Liste mal deine Hardware auf und schildere wie du es bis jetzt gemacht hast ,sonst wird es schwer,weil das hier schon etwas älter ist und keiner weiß ob der Thread Ersteller das Problem jetzt gelöst hat oder nicht.
Und Willkommen im Forum


----------



## chickenhead (28. März 2018)

Hallo zusammen,
ich habe das selbe Problem. 

Kurz zur Vorgeschichte. Gebrauchter PC gekauft, Vorbesitzer hat eine Win 10 Neuinstallation vorgenommen. Hat aber die SSD Platte (120GB) in 2 Partitionen geteilt. Einmal für Windows und einmal für Programme. Die 50GB der Systempartition waren sehr schnell voll und vor einigen Wochen wollte Windows ein größeres Update installieren. Das ging aber nicht, weil der Speicherplatz zu gering war. Ich habe dann eine Neue SSD gekauft und habe mit einer Freeware Win 10 auf die neue Platte umziehen lassen. Hat soweit auch funktioniert. PC lief einwandfrei. Lediglich das Update wollte immer noch nicht. Der PC hat zwar versucht up zu daten, aber blieb irgendwann immer hängen. Es war nur noch ein schwarzer Bildschirm zu sehen. Nach dem Neustart wurde Windows zurück gesetzt und es lief wieder normal. Aber immer wieder aktivierte sich der Update Assistent und lud das Update erneut herunter. Aber immer und immer wieder stürzte der PC beim Update ab. Nun wollte ich Win 10 komplett neu installieren. Nach recherche im Netz habe ich den Boot Manager runtergeladen und damit sollte dann Win 10 erneut installiert werden. 

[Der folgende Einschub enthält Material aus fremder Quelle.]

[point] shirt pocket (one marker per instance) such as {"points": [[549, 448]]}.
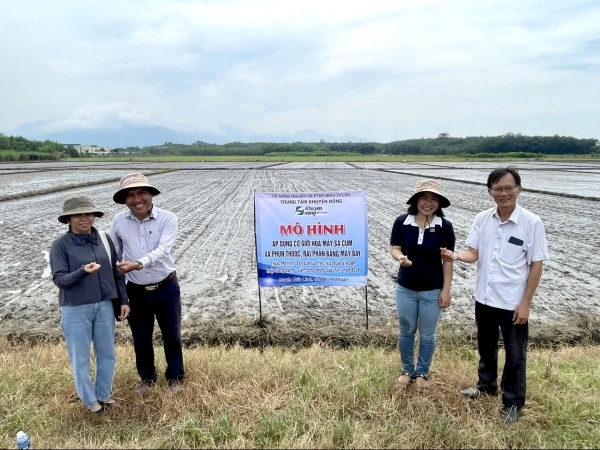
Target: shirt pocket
{"points": [[511, 253]]}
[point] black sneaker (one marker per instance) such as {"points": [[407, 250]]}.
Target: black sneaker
{"points": [[511, 413], [175, 385], [144, 387]]}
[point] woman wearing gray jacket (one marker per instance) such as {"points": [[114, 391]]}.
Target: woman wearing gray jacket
{"points": [[88, 281]]}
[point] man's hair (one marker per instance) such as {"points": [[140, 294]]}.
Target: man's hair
{"points": [[413, 210], [499, 173]]}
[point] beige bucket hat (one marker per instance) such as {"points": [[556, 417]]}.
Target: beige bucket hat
{"points": [[78, 204], [430, 186], [130, 181]]}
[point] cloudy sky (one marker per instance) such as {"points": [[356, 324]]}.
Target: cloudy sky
{"points": [[382, 70]]}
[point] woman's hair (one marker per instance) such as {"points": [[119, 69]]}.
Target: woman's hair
{"points": [[413, 210], [499, 173]]}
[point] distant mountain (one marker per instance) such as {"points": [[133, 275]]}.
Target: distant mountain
{"points": [[128, 135]]}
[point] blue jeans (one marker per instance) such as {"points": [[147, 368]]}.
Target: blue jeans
{"points": [[417, 309], [83, 325], [164, 304]]}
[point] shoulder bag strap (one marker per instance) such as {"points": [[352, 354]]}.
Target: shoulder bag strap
{"points": [[106, 246]]}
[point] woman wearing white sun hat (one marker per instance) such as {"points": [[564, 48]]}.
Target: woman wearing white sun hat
{"points": [[424, 281], [88, 281]]}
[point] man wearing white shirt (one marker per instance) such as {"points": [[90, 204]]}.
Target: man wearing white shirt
{"points": [[144, 236], [509, 244]]}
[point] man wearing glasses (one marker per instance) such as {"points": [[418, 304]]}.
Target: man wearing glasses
{"points": [[509, 244]]}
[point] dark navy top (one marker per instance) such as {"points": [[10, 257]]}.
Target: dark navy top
{"points": [[426, 272]]}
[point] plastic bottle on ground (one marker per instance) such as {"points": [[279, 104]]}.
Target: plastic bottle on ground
{"points": [[23, 442]]}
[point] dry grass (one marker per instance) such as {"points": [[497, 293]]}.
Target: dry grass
{"points": [[315, 397]]}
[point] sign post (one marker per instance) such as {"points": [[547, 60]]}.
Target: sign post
{"points": [[311, 238]]}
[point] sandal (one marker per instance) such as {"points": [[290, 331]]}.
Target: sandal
{"points": [[422, 382], [97, 409], [110, 401], [404, 380]]}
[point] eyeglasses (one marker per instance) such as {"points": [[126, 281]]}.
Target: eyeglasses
{"points": [[508, 190]]}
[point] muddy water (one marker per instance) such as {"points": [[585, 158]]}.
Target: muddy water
{"points": [[215, 248]]}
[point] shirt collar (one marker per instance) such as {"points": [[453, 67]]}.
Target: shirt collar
{"points": [[410, 220], [152, 215], [514, 216]]}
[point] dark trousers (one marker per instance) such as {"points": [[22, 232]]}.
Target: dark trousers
{"points": [[164, 304], [489, 322]]}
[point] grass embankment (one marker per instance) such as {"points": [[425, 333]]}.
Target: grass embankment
{"points": [[311, 398], [329, 158]]}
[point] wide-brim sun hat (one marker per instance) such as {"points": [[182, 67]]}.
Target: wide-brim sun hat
{"points": [[130, 181], [429, 186], [78, 204]]}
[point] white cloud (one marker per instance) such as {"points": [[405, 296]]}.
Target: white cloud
{"points": [[382, 70]]}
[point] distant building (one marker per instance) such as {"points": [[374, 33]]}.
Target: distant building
{"points": [[92, 149]]}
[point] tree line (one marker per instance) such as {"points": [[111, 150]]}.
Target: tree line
{"points": [[17, 148], [510, 144]]}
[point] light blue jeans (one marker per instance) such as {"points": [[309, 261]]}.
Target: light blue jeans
{"points": [[83, 325], [417, 309]]}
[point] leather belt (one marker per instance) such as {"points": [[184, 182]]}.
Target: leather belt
{"points": [[153, 287]]}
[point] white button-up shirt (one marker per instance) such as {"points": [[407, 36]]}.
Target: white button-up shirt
{"points": [[149, 241], [505, 253]]}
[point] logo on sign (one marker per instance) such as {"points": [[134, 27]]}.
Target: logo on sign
{"points": [[310, 211]]}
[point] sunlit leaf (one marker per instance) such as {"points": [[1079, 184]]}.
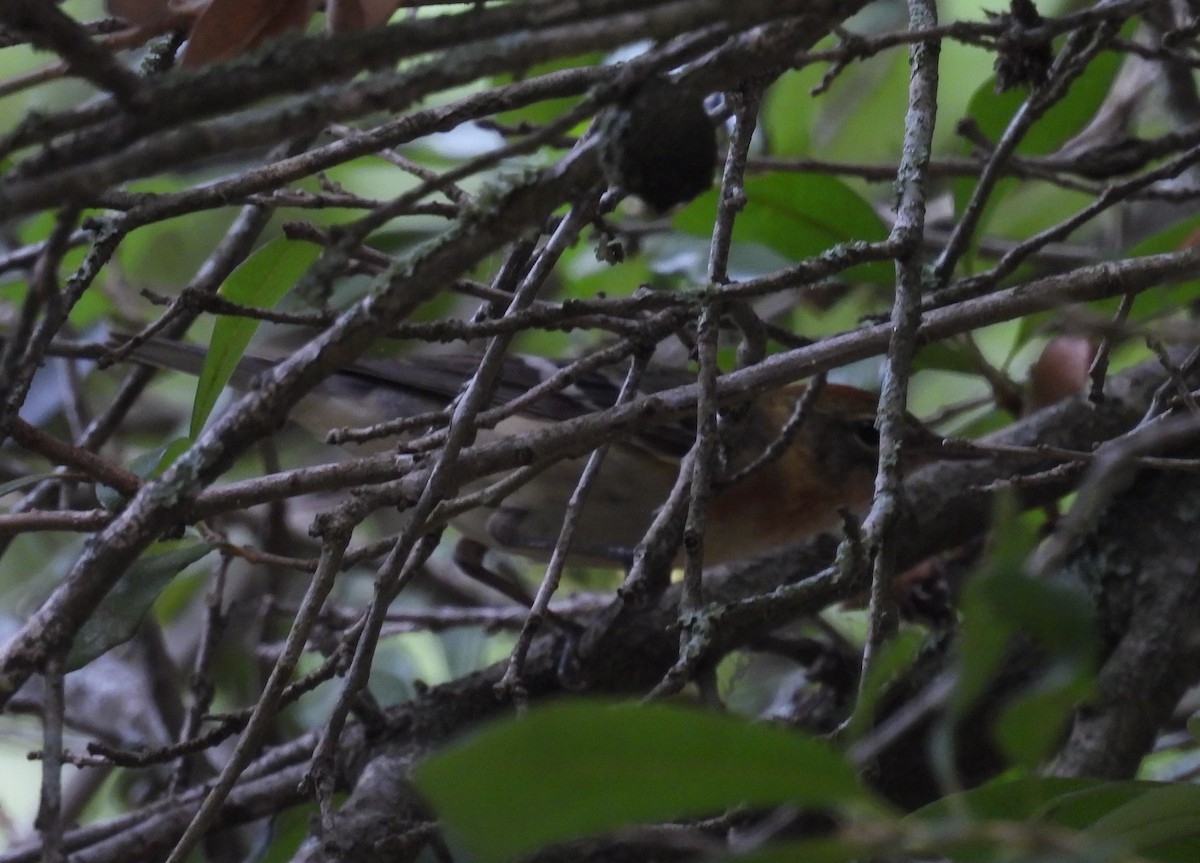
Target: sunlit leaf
{"points": [[118, 617], [259, 281]]}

Und genau da kommt das hier beschriebene Problem zum Vorschein. Ich komme bis zur Spracheingabe, wähle Express Einstellungen (oder auch etwas anderes), klicke auf weiter, der PC startet neu und es erscheint wieder die gleiche Auswahl. Nun wollte ich im  BIOS (UEFI) die Bootprio ändern, daich noch eine Win 10 ISO hier rumliegen habe und es damit versuchen wollte. Ich kann im BIOS aber nichts ändern. Unter Bootprio lässt sich nur die SSD auswählen. Die ist auch mit Bootmanager bezeichnet. 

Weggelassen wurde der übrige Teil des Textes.